A short, lovely, otherworldy read
- Review by Kazza K
This ebook contains two short stories. Yes, the title is taken from Shakespeare's A Winter's Tale and Tony-Paul de Vissage acknowledges this in his dedication. Beautiful words and meaning by Shakespeare that are reflected well in these two stories.
Story 1 -The Lover in the Lake
Lisa is staying with her sister, Karen, and brother-in-law, Paul, in a lakeside house after the death of her fiance, Mark. Lisa is sleeping fitfully, having a dream she can't remember over and over, and has taken to walking beside the lake near the house. Paul lets it slip to Lisa that the house they live in is associated with a death of a local lass over one hundred years ago, and it's the bedroom of the girl who died, Christina, she's staying in. Paul also mentions rumours of the lake, that around twenty people have drowned there.
The evening mist was already gathering on the lake, swirling upward in little wisps for the solid blanket that lay upon the water. Slowly, it began to creep toward the shore. Lisa ignored it, thinking of her dream, trying to remember. As now she had been strolling near the lake....
The fog had rolled in too fast. Mark was standing just before her and she couldn't even see his face. He was walking slowly, eyes intent on the ground.
"What are you looking for?" she asked him. "What have you lost?"
"My soul," he answered, his voice hollow and terribly, achingly sad. "I'm searching for my soul."
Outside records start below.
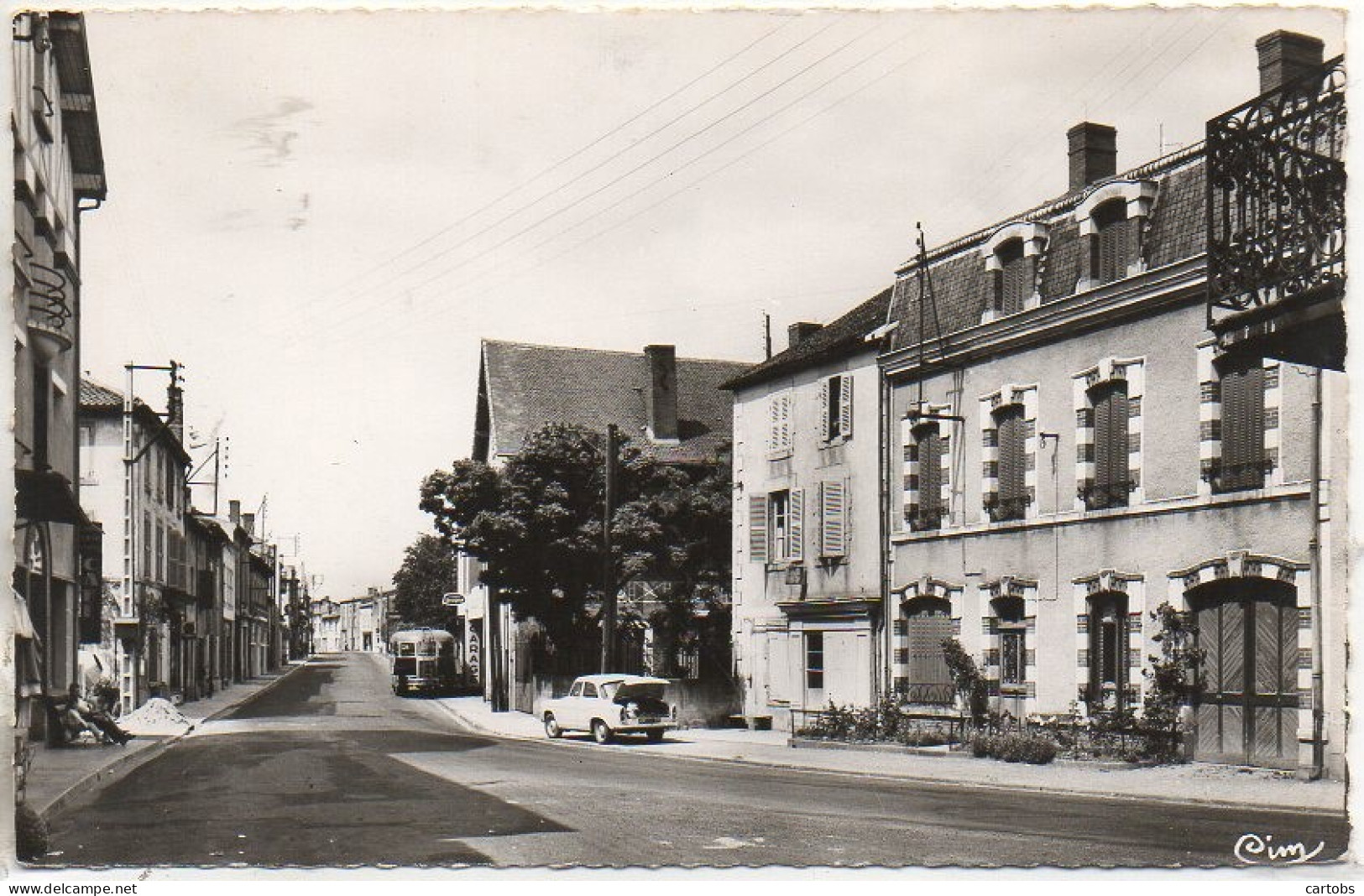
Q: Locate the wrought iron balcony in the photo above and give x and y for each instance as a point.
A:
(1276, 221)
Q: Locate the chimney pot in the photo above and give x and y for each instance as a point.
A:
(1287, 56)
(800, 331)
(661, 399)
(1093, 150)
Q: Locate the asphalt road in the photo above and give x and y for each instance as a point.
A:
(329, 768)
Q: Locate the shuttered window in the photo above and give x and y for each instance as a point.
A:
(1014, 287)
(1243, 427)
(1012, 459)
(836, 403)
(757, 528)
(796, 525)
(833, 518)
(1111, 240)
(929, 449)
(779, 425)
(1111, 446)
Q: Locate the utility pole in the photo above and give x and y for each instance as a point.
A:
(607, 562)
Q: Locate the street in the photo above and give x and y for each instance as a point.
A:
(329, 768)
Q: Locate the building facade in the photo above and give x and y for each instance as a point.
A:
(153, 628)
(1073, 449)
(59, 174)
(807, 592)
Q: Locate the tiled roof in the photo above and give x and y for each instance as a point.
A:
(530, 386)
(96, 396)
(842, 337)
(1176, 231)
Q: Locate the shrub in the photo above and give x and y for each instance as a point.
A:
(30, 834)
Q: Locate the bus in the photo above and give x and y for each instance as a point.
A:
(425, 662)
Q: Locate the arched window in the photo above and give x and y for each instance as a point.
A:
(928, 451)
(1108, 652)
(1112, 479)
(1111, 246)
(1012, 462)
(1014, 277)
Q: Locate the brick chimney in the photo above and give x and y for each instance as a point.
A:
(1287, 56)
(800, 331)
(175, 412)
(1093, 149)
(661, 399)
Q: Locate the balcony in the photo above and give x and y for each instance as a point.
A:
(1276, 222)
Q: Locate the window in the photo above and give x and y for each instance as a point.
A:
(1014, 287)
(834, 529)
(1111, 255)
(1243, 464)
(41, 394)
(1012, 462)
(1012, 628)
(836, 401)
(1108, 651)
(814, 660)
(779, 425)
(928, 455)
(1112, 479)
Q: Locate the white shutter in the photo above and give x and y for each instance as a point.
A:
(757, 528)
(796, 525)
(824, 409)
(846, 405)
(786, 423)
(833, 518)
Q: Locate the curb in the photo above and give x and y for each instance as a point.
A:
(126, 764)
(927, 779)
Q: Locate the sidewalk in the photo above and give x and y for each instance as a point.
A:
(1193, 783)
(61, 774)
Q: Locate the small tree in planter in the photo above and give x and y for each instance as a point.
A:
(971, 691)
(1172, 678)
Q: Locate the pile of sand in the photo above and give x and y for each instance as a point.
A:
(157, 717)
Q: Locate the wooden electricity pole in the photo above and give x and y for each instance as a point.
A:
(607, 564)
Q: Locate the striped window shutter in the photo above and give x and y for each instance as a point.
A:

He lifted his head and she saw the tears of blood streaming from his eyes and Lisa began to scream... and scream...and scream...
- - -
She stopped at the water's edge, looking down at her reflection, at her ripple-warped image. Mother and Karen think I'll forget him. They can't understand that I'll never forget Mark, even if I live a thousand years.
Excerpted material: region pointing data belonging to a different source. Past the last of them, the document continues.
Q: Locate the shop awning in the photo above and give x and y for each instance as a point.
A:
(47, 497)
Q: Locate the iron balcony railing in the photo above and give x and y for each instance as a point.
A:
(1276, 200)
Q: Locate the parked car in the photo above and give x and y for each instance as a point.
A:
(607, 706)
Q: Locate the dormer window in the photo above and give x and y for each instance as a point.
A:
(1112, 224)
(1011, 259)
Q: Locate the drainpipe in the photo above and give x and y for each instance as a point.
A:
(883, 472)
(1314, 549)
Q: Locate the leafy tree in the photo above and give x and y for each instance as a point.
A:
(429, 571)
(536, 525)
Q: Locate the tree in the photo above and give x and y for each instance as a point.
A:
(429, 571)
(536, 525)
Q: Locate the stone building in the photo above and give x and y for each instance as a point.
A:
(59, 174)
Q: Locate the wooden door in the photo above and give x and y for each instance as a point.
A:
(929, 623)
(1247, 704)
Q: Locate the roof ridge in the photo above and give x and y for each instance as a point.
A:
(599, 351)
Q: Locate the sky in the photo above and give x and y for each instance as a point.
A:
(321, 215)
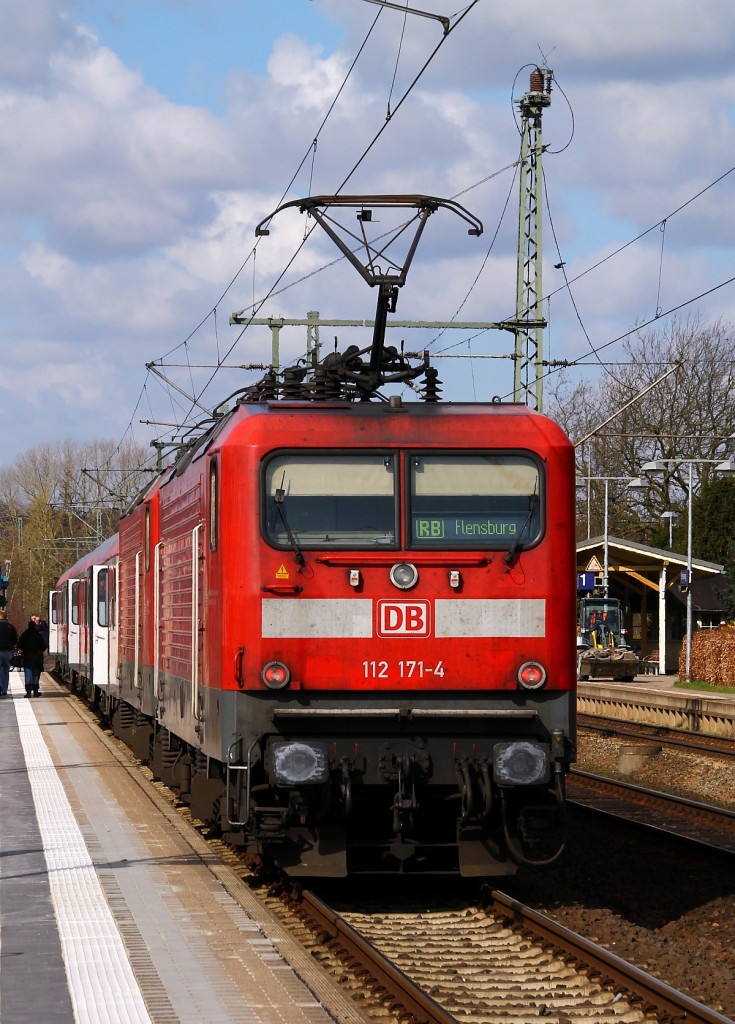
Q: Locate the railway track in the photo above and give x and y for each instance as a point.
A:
(500, 960)
(472, 963)
(681, 739)
(703, 823)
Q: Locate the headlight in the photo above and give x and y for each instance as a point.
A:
(521, 763)
(403, 576)
(298, 762)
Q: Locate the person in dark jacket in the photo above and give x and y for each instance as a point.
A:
(42, 627)
(32, 643)
(8, 639)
The writing is lovely. The tale an interesting one. Is Lisa dreaming? Is there someone coming from the lake? Is it Mark, or is it to do with Christina? who died so long ago. Twenty people have died in the lake. Will Lisa be another?
This short is intriguing and read like a camp-fire story, one where you don't realise that you're leaning in closer to the storyteller because it's fascinating. The only thing is, this would have made a better novel/la, especially where the author briefly took it. Brevity was this short's enemy. It was very nicely told in the pages alloctated it.
Story 2 - Shadow's Crossing
Set in the time of the plague. The second story is of a boatman who ferries people from one side of the river to the other, or to a local island. It was also my favourite of the two stories. I like historical influences, language, and imagery. And it was all just right for the setting of the tale. I think the following sets the tone well -
'Twas a cold night, a raw night. Aye, that it was. Raw, like a bleeding wound, and the wind a knife slashing at its open edges.
Once again he cursed the fates causing him to be born into a family of ferrymen. Why not a carpenter, a tailor, even a farmer? Grubbing in the dirt would be more welcome than this eternal waiting by the river, with the water's ever-present cold creeping into his bones.....
...and the lonliness...
The boatman won't be alone for long, as a hooded man on a black horse appears and asks for passage across the river, to the island. He has no money to pay, and the boatman isn't too keen on non-paying customers. He has a wife and family to support. However there is something about the man, and the fact that he can only seem to see his eyes, the fact that he wants to visit an old friend over on the plague-stricken island that has the boatman allowing him passage-
"There's sickness and death on the island." The boatman felt he should warn his passenger.
"'Twill not harm me," the stranger replied with certainty....
"I go to visit an old friend. One by whose side I've often fought in days past. He's given me much, and now, I've come to repay my debt."
Once safely across -
Horse and rider disappeared through the shadowy trees, the curtains of fog closing around them, swallowing the sound of hoofbeats.
Once more the ferryman was alone in the river mist. It was as if they never existed...
To say more would be to ruin it for, once again, it is short, but I think its length did not detract one iota from a really good story. The words, the imagery, and the concept were ethereal. I actually re-read it the same night.
This is my second Tony-Paul de Vissage book, and both have been very good - well executed, well edited, no typos to be seen, and interesting. Yet both are different, the last one was humorous, this is otherwordly. Unpath'd Waters, Undream'd Shores is highly recommended reading.